Each of these moments might have slipped into the broadcast ether but for the efforts of Media Matters for America, the nonprofit, highly partisan research organization that was founded four years ago by David Brock, a formerly conservative author who has since gone liberal.

Ripping a page from an old Republican Party playbook, Media Matters has given the Democrats a weapon they have not had in previous campaigns: a rapid-fire, technologically sophisticated means to call out what it considers “conservative misinformation” on air or in print, then feed it to a Rolodex of reporters, cable channels and bloggers hungry for grist.

Producers for both “The Daily Show with Jon Stewart” and “The Colbert Report” on Comedy Central take calls from the organization. James Carville, the Democratic strategist and CNN commentator, has read from its items on the air, not least, he says, because they “just irritate the right to no end.”

“It was always kind of a dream, that we needed something like that,” Mr. Carville said. “I wouldn’t say they’ve become as effective as the entire conservative media backlash thing, but they’re probably more effective than any single entity.”

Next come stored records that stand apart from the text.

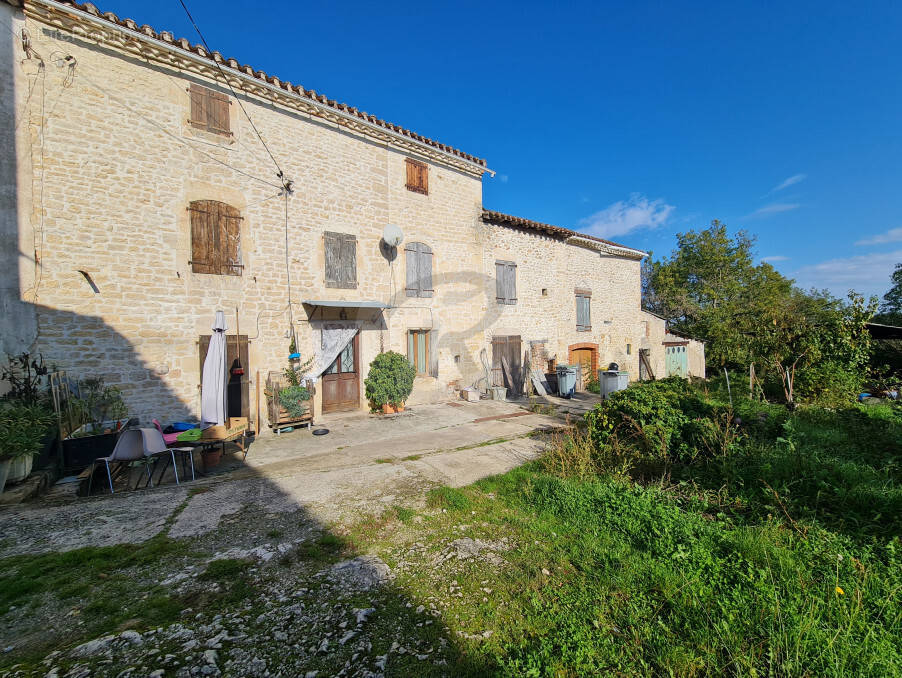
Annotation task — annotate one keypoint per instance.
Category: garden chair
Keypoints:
(154, 445)
(129, 448)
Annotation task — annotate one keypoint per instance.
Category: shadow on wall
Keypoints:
(85, 346)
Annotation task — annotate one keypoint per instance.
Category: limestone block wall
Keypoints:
(118, 163)
(549, 271)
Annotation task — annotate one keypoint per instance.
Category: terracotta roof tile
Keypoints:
(166, 36)
(509, 220)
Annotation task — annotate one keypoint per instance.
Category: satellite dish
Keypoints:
(392, 235)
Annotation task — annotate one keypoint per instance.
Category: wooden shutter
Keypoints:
(583, 310)
(209, 110)
(332, 251)
(198, 96)
(424, 269)
(215, 238)
(229, 239)
(218, 113)
(432, 353)
(417, 176)
(341, 259)
(349, 260)
(506, 282)
(413, 279)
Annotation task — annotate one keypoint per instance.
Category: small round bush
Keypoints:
(294, 400)
(390, 380)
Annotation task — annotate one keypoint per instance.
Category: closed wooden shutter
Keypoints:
(417, 176)
(506, 282)
(341, 259)
(218, 113)
(349, 260)
(209, 110)
(413, 279)
(418, 258)
(433, 354)
(583, 310)
(215, 238)
(198, 96)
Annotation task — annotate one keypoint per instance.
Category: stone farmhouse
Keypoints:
(138, 198)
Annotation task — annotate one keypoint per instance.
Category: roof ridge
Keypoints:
(214, 56)
(501, 217)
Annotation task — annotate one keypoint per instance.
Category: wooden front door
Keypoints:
(676, 361)
(583, 358)
(237, 373)
(507, 364)
(341, 382)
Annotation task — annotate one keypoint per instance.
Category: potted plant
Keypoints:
(102, 413)
(23, 429)
(294, 400)
(389, 382)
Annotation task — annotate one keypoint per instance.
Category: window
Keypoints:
(505, 282)
(215, 238)
(583, 310)
(417, 176)
(341, 260)
(419, 269)
(209, 110)
(418, 350)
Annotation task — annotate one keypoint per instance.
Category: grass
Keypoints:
(782, 558)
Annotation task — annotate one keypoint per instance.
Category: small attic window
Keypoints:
(209, 110)
(417, 176)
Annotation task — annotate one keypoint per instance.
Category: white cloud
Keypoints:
(865, 273)
(892, 235)
(791, 181)
(625, 216)
(774, 208)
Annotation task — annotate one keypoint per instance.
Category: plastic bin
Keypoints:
(566, 380)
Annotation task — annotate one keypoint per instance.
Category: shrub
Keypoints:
(23, 428)
(390, 380)
(294, 400)
(666, 420)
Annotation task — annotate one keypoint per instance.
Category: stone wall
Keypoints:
(108, 165)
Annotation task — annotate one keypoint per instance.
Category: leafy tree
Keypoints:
(891, 306)
(803, 342)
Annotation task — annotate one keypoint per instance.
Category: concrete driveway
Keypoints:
(364, 465)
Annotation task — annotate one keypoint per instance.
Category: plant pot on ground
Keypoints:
(23, 428)
(389, 382)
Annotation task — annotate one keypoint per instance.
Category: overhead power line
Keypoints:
(280, 174)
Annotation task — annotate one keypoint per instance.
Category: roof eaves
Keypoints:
(90, 12)
(566, 233)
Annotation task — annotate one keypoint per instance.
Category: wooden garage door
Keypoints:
(509, 349)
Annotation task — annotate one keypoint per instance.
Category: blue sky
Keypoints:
(632, 121)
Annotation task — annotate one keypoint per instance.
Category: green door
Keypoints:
(676, 361)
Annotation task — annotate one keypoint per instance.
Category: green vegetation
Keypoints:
(390, 380)
(806, 346)
(673, 536)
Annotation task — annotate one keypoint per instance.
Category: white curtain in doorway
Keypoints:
(334, 337)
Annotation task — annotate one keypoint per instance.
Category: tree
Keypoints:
(808, 343)
(891, 306)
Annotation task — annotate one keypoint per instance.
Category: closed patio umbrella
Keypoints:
(213, 382)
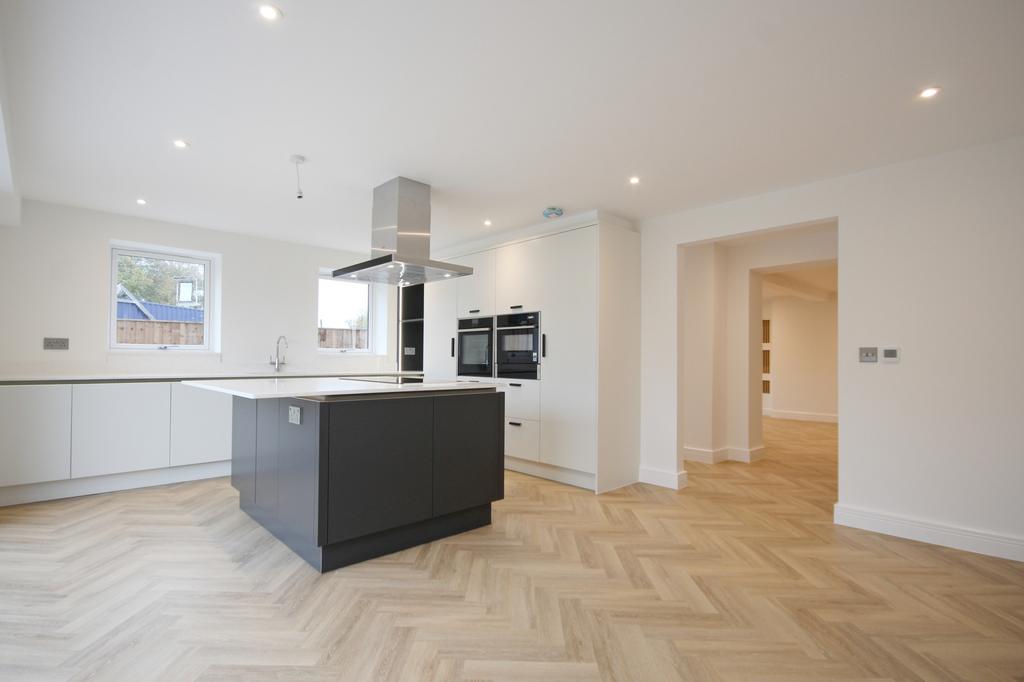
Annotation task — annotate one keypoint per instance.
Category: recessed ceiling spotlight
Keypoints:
(269, 12)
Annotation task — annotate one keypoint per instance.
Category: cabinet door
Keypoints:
(518, 285)
(35, 423)
(476, 292)
(201, 425)
(469, 462)
(568, 363)
(380, 465)
(439, 329)
(120, 427)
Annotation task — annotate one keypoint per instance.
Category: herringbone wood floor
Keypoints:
(739, 577)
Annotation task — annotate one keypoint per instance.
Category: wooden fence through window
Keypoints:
(160, 333)
(356, 339)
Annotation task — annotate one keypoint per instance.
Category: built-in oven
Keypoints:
(518, 345)
(476, 347)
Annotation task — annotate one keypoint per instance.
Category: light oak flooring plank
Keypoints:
(739, 577)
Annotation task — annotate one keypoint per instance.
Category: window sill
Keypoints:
(158, 351)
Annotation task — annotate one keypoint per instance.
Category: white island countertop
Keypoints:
(314, 386)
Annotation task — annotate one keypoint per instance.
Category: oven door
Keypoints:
(475, 352)
(518, 351)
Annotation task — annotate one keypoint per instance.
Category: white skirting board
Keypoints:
(801, 416)
(981, 542)
(672, 479)
(747, 455)
(57, 489)
(560, 474)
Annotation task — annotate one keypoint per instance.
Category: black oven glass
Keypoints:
(475, 347)
(518, 345)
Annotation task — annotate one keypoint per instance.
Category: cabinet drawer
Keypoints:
(522, 398)
(522, 438)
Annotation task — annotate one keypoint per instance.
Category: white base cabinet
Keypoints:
(35, 434)
(522, 438)
(201, 426)
(120, 427)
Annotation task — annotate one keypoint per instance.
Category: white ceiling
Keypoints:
(503, 107)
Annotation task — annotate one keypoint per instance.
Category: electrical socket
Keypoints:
(868, 354)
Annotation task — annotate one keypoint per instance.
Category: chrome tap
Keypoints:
(278, 359)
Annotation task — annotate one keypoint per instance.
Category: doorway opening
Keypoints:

At the core of the Media Matters operation is its ability to hear and see so much of the news and commentary that streams across the nation’s airwaves, and to scan so many major newspapers and blogs. The group has an annual operating budget of more than $10 million — up from $3 million in 2004 — much of it donated by wealthy individuals with ties to the Democratic Party, including Peter B. Lewis, chairman of Progressive Insurance; Steve Bing, a movie producer; and Marcy Carsey, a television producer.

That money allows the group to monitor and transcribe nearly every word not only on network and cable news but also on nationally syndicated talk radio and, lately, local radio. It was Media Matters that widely disseminated a transcript of Don Imus making racially and sexually offensive comments about the Rutgers women’s basketball team. (On its own this summer, the group also circulated a photo of this reporter that had been digitally altered by Fox News.)

Media Matters says it does not coordinate its efforts with the Obama campaign — the campaign has its own media-criticism Web site, FightTheSmears.com — though some Democratic operatives have, at the least, suggested potential items to Media Matters over the years.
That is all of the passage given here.